Der Politiker, der eine Position zu verlieren hat, lässt Vorsicht walten. Außer wenn die Behauptungen eindeutig unsinnig sind und kein anderes Beweisthema zugelassen zu werden braucht, wird er versuchen, die Angelegenheit durch Vergleich mit der bestmöglichen Ehrenerklärung, die er seinem Angreifer abringen kann, beizulegen und die mit Publizitätsfanfaren angestrengte Klage baldigst und, wenn es geht, lautlos zurückzuziehen. Die sofortige Ankündigung der Klage zeigt seine Unerschrockenheit in dem Augenblick, da man gespannt darauf wartet, wie er reagieren werde, und das kann genügen. Die Ankündigung ist auf dieselbe öffentliche Wirkung berechnet wie die Klage und kann diese Wirkung oft erzielen: Der symbolische Wert des mutigen Appells an die Gerichte darf dann die wirkliche Schlacht im Gerichtssaal ersetzen.
Ein solches Vorgehen kann sich der diffamierte Politiker jedoch nicht immer leisten – oder er glaubt nicht daran, dass er es darauf ankommen lassen könnte. So war Ebert – davon war bereits die Rede – der Meinung, dass er es seinem Amt und seinem Ruf schuldig sei, auf einem Gerichtsverfahren zu bestehen. Ähnlich war es mit Harold Laski. Eine Zeitung hatte in einem Wahlversammlungsbericht geschrieben, Laski habe den Weg der Revolution befürwortet, wenn es der Arbeiterpartei nicht gelänge, ihre Ziele mit Zustimmung der Mehrheit zu verwirklichen. Laski klagte. Später hat Sir Patrick Hastings, der Anwalt der beklagten Zeitung, gesagt, ihm sei nie aufgegangen, warum Laski seine Klage nicht nach dem Wahlkampf von 1945 zurückgezogen habe; das Wahlergebnis zeigte deutlich, dass es den Konservativen auch mit Hilfe der Affäre nicht gelungen war, wesentliche Wahlerfolge zu erringen.115 Auch hier hätte es genügen können, das Symbolische der eingereichten Klage an die Stelle der Durchführung des Verfahrens treten zu lassen. Aber wahrscheinlich hielt es Laski für seine Pflicht gegenüber der Arbeiterpartei, auch nicht den geringsten Zweifel an seinem Bekenntnis zu den Grundregeln der Demokratie bestehen zu lassen. Die Zweifel der Geschworenen vermochte er nicht zu zerstreuen: Sie erklärten den Newark Advertiser, den Laski verklagt hatte, für nicht schuldig.
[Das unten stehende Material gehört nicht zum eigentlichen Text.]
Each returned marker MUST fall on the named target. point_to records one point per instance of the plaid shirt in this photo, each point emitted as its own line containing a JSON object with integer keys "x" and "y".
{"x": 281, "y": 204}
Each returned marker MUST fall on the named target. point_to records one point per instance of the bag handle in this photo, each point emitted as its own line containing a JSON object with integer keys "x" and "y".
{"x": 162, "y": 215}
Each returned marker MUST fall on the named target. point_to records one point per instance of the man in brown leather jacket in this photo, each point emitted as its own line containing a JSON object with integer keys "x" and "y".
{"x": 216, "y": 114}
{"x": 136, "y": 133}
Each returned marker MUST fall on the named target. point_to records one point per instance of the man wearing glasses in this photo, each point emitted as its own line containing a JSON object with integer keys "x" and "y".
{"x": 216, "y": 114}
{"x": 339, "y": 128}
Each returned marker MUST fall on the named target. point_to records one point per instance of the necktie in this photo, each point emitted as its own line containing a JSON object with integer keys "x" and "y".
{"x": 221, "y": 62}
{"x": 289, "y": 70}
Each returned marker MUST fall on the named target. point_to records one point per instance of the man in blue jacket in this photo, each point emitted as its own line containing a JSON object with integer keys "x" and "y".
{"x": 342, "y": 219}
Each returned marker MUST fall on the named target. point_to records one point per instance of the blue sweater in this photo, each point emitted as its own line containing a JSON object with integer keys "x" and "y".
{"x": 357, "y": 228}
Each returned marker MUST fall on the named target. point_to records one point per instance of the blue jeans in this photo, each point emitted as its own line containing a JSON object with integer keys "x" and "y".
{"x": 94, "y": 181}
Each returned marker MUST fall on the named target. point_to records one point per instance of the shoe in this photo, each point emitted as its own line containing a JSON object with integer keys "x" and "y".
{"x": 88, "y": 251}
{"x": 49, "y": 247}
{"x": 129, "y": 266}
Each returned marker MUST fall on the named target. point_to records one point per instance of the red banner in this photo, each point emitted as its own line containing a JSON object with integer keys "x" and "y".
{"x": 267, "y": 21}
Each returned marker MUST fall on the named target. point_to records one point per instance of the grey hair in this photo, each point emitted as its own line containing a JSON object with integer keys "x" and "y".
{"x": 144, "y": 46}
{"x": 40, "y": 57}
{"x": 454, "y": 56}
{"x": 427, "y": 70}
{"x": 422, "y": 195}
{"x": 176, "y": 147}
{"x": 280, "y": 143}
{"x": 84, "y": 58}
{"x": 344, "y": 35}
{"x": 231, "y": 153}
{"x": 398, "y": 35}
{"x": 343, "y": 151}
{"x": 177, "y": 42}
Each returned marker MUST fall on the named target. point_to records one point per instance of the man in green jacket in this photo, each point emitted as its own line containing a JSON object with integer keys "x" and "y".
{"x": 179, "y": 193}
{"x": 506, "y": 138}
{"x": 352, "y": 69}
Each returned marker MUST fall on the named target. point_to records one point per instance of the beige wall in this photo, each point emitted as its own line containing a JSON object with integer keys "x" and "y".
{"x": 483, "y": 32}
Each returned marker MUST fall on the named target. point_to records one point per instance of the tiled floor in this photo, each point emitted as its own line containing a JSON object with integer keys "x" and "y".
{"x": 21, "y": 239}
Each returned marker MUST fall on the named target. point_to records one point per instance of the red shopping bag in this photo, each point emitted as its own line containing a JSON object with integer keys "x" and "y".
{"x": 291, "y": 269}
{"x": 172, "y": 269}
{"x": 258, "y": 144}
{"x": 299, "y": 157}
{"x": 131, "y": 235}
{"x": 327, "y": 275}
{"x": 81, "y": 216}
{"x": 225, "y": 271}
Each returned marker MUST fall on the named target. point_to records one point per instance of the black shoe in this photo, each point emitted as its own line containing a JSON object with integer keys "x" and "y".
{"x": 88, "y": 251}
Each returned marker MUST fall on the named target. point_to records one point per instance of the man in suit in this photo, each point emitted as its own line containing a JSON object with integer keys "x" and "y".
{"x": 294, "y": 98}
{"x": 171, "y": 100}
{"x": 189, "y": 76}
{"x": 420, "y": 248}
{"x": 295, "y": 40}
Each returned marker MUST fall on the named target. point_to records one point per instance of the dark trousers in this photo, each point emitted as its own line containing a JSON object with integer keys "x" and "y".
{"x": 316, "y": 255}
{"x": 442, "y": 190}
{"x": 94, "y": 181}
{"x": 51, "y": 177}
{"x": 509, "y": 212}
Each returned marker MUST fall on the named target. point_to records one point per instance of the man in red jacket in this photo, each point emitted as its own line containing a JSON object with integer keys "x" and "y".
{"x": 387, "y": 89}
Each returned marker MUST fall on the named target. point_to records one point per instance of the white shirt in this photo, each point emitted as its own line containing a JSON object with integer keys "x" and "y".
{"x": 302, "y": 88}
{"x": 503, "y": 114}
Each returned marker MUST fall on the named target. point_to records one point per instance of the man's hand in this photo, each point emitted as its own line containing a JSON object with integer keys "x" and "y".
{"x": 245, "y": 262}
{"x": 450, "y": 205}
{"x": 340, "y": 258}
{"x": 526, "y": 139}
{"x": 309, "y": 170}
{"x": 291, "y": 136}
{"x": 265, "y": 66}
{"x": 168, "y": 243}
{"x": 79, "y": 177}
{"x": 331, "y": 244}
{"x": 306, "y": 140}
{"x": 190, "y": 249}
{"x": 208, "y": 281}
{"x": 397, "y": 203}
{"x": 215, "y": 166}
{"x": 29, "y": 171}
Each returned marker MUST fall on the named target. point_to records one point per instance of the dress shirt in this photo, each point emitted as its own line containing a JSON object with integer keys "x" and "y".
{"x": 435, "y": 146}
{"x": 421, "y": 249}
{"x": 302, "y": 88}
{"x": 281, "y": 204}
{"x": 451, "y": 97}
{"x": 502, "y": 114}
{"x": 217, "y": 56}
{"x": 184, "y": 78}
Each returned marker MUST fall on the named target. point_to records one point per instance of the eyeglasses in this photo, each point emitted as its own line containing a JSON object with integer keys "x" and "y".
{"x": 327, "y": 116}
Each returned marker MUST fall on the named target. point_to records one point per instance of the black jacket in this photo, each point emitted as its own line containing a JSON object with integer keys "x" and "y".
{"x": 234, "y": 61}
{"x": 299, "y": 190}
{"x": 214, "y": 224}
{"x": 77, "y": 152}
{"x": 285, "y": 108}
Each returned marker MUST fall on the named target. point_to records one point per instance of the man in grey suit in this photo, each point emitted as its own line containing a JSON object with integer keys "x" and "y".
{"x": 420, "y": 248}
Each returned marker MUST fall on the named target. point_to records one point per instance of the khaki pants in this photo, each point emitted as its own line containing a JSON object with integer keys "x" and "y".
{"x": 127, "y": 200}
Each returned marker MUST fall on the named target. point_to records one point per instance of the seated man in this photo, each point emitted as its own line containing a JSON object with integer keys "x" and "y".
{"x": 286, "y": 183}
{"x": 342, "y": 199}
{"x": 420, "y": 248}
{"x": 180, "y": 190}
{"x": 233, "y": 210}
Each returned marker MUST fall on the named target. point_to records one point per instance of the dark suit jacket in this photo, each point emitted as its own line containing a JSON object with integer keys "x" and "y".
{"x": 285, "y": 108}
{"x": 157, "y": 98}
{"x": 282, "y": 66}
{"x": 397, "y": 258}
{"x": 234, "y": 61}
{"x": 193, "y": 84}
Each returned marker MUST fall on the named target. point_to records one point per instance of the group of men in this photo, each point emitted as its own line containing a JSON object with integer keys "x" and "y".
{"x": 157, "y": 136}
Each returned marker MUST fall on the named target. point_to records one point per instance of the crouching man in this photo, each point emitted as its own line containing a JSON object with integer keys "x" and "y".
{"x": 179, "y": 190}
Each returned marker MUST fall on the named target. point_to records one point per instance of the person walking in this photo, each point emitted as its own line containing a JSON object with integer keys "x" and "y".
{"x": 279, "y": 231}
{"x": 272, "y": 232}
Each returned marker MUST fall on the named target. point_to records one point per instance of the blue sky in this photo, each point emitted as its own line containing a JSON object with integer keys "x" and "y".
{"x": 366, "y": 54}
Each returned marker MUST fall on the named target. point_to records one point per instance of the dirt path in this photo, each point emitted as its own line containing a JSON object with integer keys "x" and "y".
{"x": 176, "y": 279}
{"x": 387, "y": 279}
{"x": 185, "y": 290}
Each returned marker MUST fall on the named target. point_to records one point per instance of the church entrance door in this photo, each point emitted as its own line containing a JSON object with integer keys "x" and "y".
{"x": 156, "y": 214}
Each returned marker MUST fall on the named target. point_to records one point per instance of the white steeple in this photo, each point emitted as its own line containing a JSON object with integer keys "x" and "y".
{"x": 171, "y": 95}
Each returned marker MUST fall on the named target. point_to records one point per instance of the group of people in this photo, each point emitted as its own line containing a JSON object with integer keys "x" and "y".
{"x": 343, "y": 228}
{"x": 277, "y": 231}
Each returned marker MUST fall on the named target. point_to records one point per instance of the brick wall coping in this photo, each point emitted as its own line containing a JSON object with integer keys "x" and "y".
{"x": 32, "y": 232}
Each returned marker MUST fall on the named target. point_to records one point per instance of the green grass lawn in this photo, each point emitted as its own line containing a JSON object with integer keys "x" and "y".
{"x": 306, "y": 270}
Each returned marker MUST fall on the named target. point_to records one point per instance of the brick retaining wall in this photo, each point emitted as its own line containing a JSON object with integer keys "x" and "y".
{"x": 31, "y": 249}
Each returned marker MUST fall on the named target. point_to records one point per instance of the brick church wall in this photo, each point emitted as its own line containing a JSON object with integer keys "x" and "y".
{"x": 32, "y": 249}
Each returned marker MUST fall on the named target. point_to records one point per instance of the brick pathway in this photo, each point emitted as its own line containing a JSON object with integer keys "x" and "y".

Dass Laskis Schlappe nicht dieselbe Lawine auslöste wie zwei Jahrzehnte früher Eberts Niederlage in Magdeburg, erklärt sich aus den andersgearteten politischen Zuständen und Traditionen. Es ist zwar denkbar, dass der Ausgang des Prozesses für Laski persönlich ein schwerer Schock war; aber an seiner Möglichkeit, in einem gewissen (auch vorher schon nicht weitgesteckten) Rahmen für die Arbeiterpartei nutzbringend und erfolgreich zu wirken, hatte sich nichts geändert. Wenn Laski als Schreckgespenst der Revolution die Wähler trotz konservativer Propaganda nicht davon hatte abhalten können, für die Arbeiterpartei zu stimmen, so half es auch nicht, dass ein Geschworenenspruch zusätzlich bestätigte, Laski habe sich bedingt für eine revolutionäre Politik ausgesprochen. Dass es zu einer solchen Politik schwerlich kommen könne, bewies vermutlich tagaus, tagein das Labour-Kabinett Attlee in seiner Regierungspraxis.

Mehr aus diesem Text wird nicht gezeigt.